San Francisco magic mushroom and tattoo enthusiasts gathered in SoMa on Oct. 14 for the first-ever Myco Tattoo Party—a secret celebration of psychedelics and mushroom-inspired flash tattoos.
The event was organized by magic mushroom cultivator Myco, who runs the Instagram account myco.oakland.inc. In recent years, Myco’s account has amassed an underground following in the Bay Area’s psychedelic scene, specifically for his pink-colored magic mushroom microdose capsules and fungi-inspired urban streetwear.
Myco said his inspiration for having an event—which combined a typical Friday the 13th flash tattoo event with psychedelic mushrooms—came a few months back while he was getting a tattoo from his cousin, Lance Trujillo of South San Francisco, who was one of Saturday’s featured artists.
“It was something that was hella natural,” Myco said, who wouldn’t share his real name due to legal concerns with his mushroom-growing enterprise. “I was getting tatted and had this idea. In the months after, we talked about it and started piecing it together.”
Trujillo said he designed a portion of the flash tattoos, which ranged from wild mushrooms to his cousin’s Myco. Oakland logo, which was created out of inspiration of the city of Oakland’s interwoven tree and a mushroom cloud. In total, 15 people at the event got mushroom-inspired tattoos.
“It’s cool because I can put my own twist on it, get my art out there and give people what they want,” Trujillo said. “Some people just come to look at the vendors but then they see that tattoos are being done and it opens their eyes.”
Earlier in the afternoon, Trujillo tattooed an attendee with her first tattoo. He credited her desire to get a tattoo with the open-mindedness the event offered.
“She really liked it and was surprised that the pain level wasn’t what she thought it would be,” he said.
Both Brian Smith and Diana Aguirre were tattooed during the event and said they often microdose mushrooms and have both previously wanted to get mushroom-inspired tattoos.
“It's been something that I’ve wanted to do for a while, and it was a good environment for me to do it in,” Smith said. “The vibe was definitely, in my opinion, great because it wasn’t too crowded.”
For Aguirre, meeting other women in the mushroom community was one of the surprises she experienced during the event.
“It was interesting to see other girls too that are around the mushroom community that I didn’t know existed,” she said.
The format of the event, Myco said, was pulled from “seshs” which have grown popular among those in the cannabis community all along the West Coast.
“Seshs,” short for sessions, are a sort of intimate mercantile market.

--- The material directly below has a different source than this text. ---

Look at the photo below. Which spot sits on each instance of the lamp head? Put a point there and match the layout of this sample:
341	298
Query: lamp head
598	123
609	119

They are often advertised online, where cultivators and growers sell their products in hopes of expanding their brands by meeting their customers face to face—they can sometimes be held in secret locations to evade law enforcement or city officials.
Saturday’s event, however, wasn’t meant to purely have that “sesh” feel, according to Myco.
“I wasn’t trying to have it be so uptight,” he said, acknowledging that a feeling of competition usually overshadows cannabis events. “There weren’t big ass bags of weed or anything like that, and that’s a credit to the people involved.”
Smith said he’s been to “seshs” before but that the mushroom tattoo event wasn’t as pushy as its cannabis counterpart.
“I’ve never been to something that a mushroom company threw,” he said. “A lot of weed seshs and other cannabis events are really pushy, but this was a vibe where you felt like you could just chill out.”
In addition to tattoos, party attendees had their choice of vendors selling desserts and cakes, freshly squeezed juices to exclusive Bathing Ape apparel from Japan.
Both Smith and Aguirre bought a microdose smoothie, sea moss, hash and some cheesecake desserts.
“To be honest with you, the tattoo was enticing. The fact it was about 100 bucks,” Smith said.
Myco said he is hoping to make the flash tattoo party an annual event, although he expressed interest in possibly moving the location across the bridge in Oakland or even in Los Angeles if he can get local brands he knows to sponsor it.
His goal? To bring together the “headiest” people in the cannabis and psychedelic communities together in the same room.
“Trying to just link everyone together at one spot,” he said, adding that he still has somewhat of a clandestine aura of semi-anonymity attached to his name since most people don’t know what his appearance is.
While San Francisco and Oakland have essentially decriminalized psychedelics like magic mushrooms, it is still classified as a Schedule I controlled substance federally. Also, California Gov. Gavin Newsom vetoed the most recent statewide decriminalization bill introduced by San Francisco state Sen. Scott Wiener.
Newsom’s recent decision isn’t worrying Myco, as he doesn’t see decriminalization and legalization turning mushrooms into the next “cash crop.”
“I don’t think it matters. Right now, it is bad to get into the mushroom game. It doesn’t make sense. There’s a lot of people who failed or are currently failing in the cannabis industry trying to go into mushrooms,” he said. “You can only eat so many mushrooms before you’re burnt out.”